動画は、外部の制作会社に依頼し、複数のAIを組み合わせて作成した。米Midjourneyの動画生成AI「Midjourney」や、米Runwayの動画生成AI「Runway」、英Stability AIの画像生成AI「Stable Diffusion」を活用。オープンソースの生成AI向けUI「ComfyUI」も利用したという。
これらのAIを活用し、過去の別の火山の噴火に関する情報を参考にしながら、映像を作成した。完成した動画は、噴火時の噴煙や、降灰被害の様子などの正確性を火山の専門家がチェック。動画内で紹介した降灰被害の対策についても、アドバイスを受けた。
ただし俳優の演技やナレーターの解説は、AIではなく、人間によるもの。親しみのある映像となるよう、AIを使わなかったという。

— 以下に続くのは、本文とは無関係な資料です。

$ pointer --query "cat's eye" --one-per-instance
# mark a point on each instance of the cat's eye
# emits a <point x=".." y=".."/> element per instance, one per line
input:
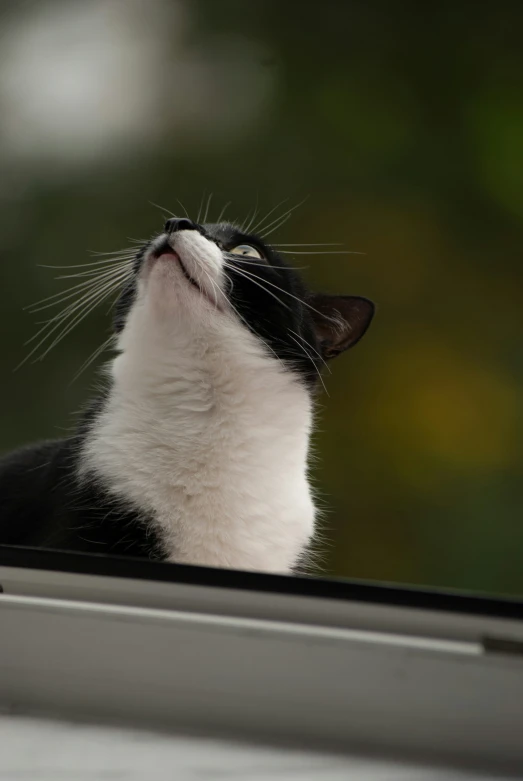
<point x="246" y="251"/>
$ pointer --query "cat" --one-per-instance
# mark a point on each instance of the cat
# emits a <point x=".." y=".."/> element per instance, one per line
<point x="196" y="450"/>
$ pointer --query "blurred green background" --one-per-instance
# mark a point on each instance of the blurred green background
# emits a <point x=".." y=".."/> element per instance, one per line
<point x="403" y="123"/>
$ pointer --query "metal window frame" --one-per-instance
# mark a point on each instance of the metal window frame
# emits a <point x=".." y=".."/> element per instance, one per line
<point x="347" y="665"/>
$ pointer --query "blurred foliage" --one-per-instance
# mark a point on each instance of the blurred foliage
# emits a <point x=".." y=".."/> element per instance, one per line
<point x="403" y="125"/>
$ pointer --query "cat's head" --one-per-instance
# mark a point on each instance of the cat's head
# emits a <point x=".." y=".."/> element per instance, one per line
<point x="214" y="278"/>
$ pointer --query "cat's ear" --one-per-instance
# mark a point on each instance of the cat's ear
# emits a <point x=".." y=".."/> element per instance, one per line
<point x="340" y="321"/>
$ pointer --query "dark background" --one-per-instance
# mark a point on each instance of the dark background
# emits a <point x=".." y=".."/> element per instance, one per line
<point x="403" y="124"/>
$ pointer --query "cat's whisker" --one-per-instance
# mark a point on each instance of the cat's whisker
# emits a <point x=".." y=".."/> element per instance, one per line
<point x="86" y="307"/>
<point x="86" y="296"/>
<point x="200" y="208"/>
<point x="319" y="244"/>
<point x="94" y="355"/>
<point x="65" y="294"/>
<point x="120" y="252"/>
<point x="319" y="252"/>
<point x="162" y="209"/>
<point x="277" y="287"/>
<point x="222" y="213"/>
<point x="259" y="225"/>
<point x="248" y="262"/>
<point x="204" y="219"/>
<point x="249" y="276"/>
<point x="183" y="207"/>
<point x="93" y="264"/>
<point x="246" y="324"/>
<point x="312" y="361"/>
<point x="320" y="356"/>
<point x="93" y="273"/>
<point x="86" y="304"/>
<point x="251" y="219"/>
<point x="281" y="220"/>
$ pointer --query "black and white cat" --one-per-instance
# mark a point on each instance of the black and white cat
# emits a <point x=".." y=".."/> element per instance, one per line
<point x="197" y="450"/>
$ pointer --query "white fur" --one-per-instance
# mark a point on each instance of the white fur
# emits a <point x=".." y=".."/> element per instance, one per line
<point x="204" y="428"/>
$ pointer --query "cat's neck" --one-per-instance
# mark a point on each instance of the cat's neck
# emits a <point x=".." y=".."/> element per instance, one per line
<point x="212" y="443"/>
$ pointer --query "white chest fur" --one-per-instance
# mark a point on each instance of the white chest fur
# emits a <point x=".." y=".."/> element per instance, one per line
<point x="210" y="436"/>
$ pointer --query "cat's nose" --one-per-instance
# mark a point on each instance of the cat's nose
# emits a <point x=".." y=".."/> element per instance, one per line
<point x="179" y="223"/>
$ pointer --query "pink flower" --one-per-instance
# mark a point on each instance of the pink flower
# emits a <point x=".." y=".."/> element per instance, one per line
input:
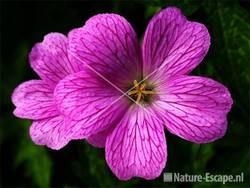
<point x="125" y="96"/>
<point x="34" y="99"/>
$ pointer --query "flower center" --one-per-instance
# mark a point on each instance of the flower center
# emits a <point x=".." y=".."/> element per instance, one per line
<point x="141" y="92"/>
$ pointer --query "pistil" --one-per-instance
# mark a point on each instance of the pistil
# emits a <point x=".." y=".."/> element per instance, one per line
<point x="140" y="91"/>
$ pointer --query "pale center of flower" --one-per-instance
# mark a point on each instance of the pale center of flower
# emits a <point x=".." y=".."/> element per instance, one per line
<point x="141" y="92"/>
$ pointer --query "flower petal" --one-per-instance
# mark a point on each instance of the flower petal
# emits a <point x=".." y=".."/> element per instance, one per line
<point x="50" y="132"/>
<point x="108" y="44"/>
<point x="99" y="139"/>
<point x="34" y="100"/>
<point x="137" y="146"/>
<point x="90" y="102"/>
<point x="195" y="108"/>
<point x="173" y="45"/>
<point x="50" y="59"/>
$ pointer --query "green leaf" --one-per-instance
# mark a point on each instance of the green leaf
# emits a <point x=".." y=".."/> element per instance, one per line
<point x="35" y="159"/>
<point x="229" y="27"/>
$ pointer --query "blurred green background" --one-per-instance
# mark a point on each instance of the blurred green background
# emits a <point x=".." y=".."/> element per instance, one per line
<point x="24" y="164"/>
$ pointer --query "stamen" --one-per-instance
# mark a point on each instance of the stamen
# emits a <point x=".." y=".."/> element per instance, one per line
<point x="148" y="92"/>
<point x="132" y="92"/>
<point x="140" y="91"/>
<point x="138" y="97"/>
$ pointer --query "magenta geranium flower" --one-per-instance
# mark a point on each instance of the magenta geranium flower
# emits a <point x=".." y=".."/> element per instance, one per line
<point x="34" y="99"/>
<point x="124" y="96"/>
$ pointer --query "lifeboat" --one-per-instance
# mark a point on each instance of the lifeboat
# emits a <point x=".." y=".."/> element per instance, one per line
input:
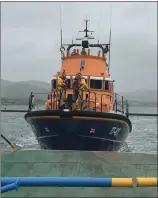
<point x="82" y="112"/>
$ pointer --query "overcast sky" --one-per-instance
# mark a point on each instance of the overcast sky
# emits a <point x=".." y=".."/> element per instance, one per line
<point x="30" y="39"/>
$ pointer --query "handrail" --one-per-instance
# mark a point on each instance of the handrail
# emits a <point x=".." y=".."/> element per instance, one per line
<point x="120" y="104"/>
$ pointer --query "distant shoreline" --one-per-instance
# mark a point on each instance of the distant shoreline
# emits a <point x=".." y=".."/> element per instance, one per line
<point x="9" y="101"/>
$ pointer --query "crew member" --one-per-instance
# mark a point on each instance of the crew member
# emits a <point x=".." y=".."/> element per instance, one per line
<point x="83" y="86"/>
<point x="83" y="52"/>
<point x="73" y="52"/>
<point x="62" y="85"/>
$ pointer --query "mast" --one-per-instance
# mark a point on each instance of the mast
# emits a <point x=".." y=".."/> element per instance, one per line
<point x="110" y="38"/>
<point x="86" y="32"/>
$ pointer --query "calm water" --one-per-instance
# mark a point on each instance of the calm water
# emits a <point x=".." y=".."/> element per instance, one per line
<point x="142" y="139"/>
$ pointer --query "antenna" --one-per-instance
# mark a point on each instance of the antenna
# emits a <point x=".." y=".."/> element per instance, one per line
<point x="61" y="42"/>
<point x="110" y="37"/>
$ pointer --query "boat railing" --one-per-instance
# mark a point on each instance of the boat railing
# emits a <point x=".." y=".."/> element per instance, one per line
<point x="90" y="98"/>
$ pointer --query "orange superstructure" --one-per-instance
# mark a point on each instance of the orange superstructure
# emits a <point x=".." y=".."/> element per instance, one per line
<point x="93" y="68"/>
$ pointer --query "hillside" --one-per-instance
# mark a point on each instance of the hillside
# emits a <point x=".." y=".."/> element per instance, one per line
<point x="22" y="90"/>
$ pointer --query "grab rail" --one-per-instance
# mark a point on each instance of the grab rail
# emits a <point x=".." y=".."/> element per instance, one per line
<point x="120" y="104"/>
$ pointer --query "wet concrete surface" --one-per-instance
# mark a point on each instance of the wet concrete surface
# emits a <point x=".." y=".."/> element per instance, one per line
<point x="75" y="163"/>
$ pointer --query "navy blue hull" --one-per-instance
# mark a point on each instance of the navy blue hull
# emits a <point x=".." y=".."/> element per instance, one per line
<point x="79" y="131"/>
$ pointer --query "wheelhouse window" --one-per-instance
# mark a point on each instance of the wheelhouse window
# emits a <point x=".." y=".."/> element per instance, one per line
<point x="95" y="84"/>
<point x="108" y="85"/>
<point x="54" y="84"/>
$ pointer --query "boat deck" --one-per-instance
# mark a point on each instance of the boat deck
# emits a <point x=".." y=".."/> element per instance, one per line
<point x="75" y="163"/>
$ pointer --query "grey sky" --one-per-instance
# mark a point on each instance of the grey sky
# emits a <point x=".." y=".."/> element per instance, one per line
<point x="30" y="39"/>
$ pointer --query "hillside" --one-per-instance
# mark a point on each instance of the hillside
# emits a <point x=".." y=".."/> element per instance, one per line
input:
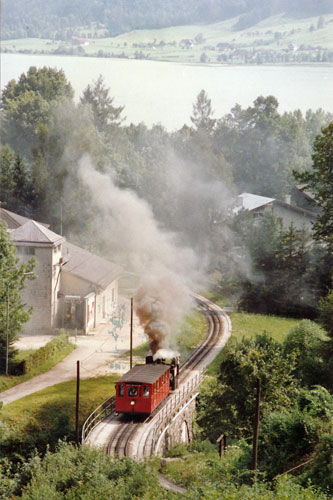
<point x="277" y="39"/>
<point x="61" y="19"/>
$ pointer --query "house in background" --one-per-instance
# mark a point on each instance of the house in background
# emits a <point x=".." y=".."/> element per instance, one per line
<point x="75" y="289"/>
<point x="285" y="212"/>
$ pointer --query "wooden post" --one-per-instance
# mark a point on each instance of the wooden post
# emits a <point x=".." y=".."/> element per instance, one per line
<point x="77" y="403"/>
<point x="131" y="336"/>
<point x="256" y="426"/>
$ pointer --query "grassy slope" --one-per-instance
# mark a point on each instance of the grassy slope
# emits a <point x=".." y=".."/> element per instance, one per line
<point x="40" y="408"/>
<point x="11" y="381"/>
<point x="213" y="34"/>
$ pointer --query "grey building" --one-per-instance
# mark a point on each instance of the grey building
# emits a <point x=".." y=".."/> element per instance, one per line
<point x="74" y="288"/>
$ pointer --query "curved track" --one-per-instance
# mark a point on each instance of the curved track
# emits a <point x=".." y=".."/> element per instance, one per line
<point x="123" y="437"/>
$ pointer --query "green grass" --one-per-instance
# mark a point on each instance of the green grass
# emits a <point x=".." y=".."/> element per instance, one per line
<point x="58" y="402"/>
<point x="293" y="31"/>
<point x="11" y="380"/>
<point x="249" y="325"/>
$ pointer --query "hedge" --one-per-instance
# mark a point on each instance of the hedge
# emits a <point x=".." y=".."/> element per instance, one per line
<point x="46" y="353"/>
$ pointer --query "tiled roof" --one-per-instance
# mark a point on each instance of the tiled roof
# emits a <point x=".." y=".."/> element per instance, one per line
<point x="14" y="220"/>
<point x="88" y="266"/>
<point x="253" y="201"/>
<point x="33" y="232"/>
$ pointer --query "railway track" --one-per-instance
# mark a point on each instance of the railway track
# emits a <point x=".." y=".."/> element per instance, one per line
<point x="120" y="437"/>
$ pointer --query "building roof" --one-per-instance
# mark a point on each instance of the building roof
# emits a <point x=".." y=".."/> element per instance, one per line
<point x="88" y="266"/>
<point x="144" y="374"/>
<point x="32" y="232"/>
<point x="13" y="220"/>
<point x="252" y="201"/>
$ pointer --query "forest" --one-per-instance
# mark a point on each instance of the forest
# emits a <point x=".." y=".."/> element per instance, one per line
<point x="190" y="179"/>
<point x="39" y="19"/>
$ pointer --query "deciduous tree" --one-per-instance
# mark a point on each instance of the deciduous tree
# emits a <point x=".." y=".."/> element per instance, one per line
<point x="12" y="279"/>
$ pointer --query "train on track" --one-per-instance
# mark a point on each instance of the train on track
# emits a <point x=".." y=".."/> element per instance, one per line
<point x="144" y="387"/>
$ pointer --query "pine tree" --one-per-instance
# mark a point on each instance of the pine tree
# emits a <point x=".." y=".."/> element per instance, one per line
<point x="12" y="309"/>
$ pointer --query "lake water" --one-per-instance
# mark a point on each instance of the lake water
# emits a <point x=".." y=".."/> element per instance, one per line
<point x="159" y="92"/>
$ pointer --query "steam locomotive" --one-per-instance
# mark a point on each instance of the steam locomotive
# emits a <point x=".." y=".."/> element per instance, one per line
<point x="144" y="387"/>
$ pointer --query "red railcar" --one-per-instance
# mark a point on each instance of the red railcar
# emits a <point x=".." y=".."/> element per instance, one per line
<point x="142" y="388"/>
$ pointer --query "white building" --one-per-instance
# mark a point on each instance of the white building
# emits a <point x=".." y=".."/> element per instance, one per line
<point x="74" y="289"/>
<point x="285" y="212"/>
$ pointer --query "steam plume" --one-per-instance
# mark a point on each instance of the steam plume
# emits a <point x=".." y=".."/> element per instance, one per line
<point x="168" y="271"/>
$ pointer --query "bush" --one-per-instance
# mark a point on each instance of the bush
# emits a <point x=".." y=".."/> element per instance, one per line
<point x="45" y="354"/>
<point x="305" y="343"/>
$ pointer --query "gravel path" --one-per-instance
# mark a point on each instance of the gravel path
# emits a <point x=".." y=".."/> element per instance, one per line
<point x="98" y="354"/>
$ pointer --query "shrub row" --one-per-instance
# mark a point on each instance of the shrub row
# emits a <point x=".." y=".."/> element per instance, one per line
<point x="44" y="354"/>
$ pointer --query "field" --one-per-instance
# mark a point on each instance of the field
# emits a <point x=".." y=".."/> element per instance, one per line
<point x="276" y="39"/>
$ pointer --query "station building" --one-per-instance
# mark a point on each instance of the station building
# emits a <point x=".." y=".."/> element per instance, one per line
<point x="75" y="289"/>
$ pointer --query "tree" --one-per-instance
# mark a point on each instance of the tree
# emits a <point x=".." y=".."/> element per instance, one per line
<point x="105" y="113"/>
<point x="12" y="279"/>
<point x="26" y="103"/>
<point x="306" y="343"/>
<point x="228" y="404"/>
<point x="320" y="181"/>
<point x="202" y="114"/>
<point x="7" y="157"/>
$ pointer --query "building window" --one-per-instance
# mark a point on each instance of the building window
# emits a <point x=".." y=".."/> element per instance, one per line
<point x="26" y="250"/>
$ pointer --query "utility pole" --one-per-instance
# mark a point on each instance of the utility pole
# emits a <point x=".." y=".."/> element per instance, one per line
<point x="256" y="425"/>
<point x="131" y="336"/>
<point x="7" y="329"/>
<point x="77" y="403"/>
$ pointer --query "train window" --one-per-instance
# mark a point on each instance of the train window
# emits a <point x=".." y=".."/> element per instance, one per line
<point x="133" y="391"/>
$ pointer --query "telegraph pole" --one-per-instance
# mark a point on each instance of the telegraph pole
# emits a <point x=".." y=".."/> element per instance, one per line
<point x="131" y="335"/>
<point x="77" y="403"/>
<point x="256" y="425"/>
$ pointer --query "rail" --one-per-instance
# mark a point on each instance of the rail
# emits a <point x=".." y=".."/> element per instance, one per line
<point x="102" y="411"/>
<point x="181" y="396"/>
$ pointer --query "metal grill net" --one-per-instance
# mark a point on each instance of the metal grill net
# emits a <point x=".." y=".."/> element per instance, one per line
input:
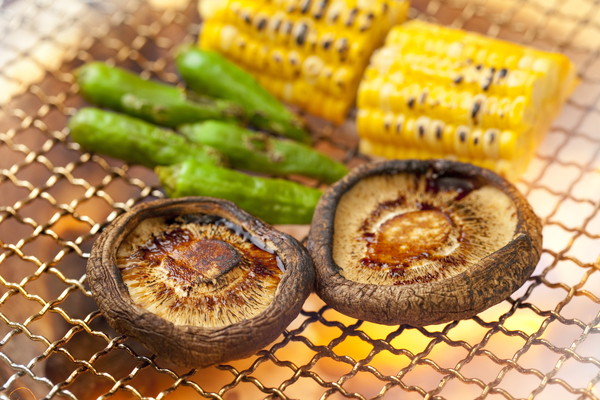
<point x="543" y="342"/>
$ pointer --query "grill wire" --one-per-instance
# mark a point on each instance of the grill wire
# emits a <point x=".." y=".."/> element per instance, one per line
<point x="543" y="342"/>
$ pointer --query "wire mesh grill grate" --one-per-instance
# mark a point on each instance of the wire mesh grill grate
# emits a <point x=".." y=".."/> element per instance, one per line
<point x="543" y="342"/>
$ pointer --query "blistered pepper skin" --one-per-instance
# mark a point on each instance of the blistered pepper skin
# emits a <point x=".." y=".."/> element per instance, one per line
<point x="155" y="102"/>
<point x="276" y="201"/>
<point x="259" y="152"/>
<point x="135" y="141"/>
<point x="210" y="74"/>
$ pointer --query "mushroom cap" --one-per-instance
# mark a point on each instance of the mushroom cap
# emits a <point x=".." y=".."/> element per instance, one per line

今回のAI活用を振り返り、担当者は「現在の技術では、生成AIは人間を補完するものなので、作成した動画のファクトチェックや、リリースするかの最終判断は、引き続き都職員が行うことが重要」と説明する。同部では、公開した動画以外にも、政策立案に関する情報収集などで部分的にAIを利用。今後も東京都AI戦略のもと、AIを活用していく方針を示した。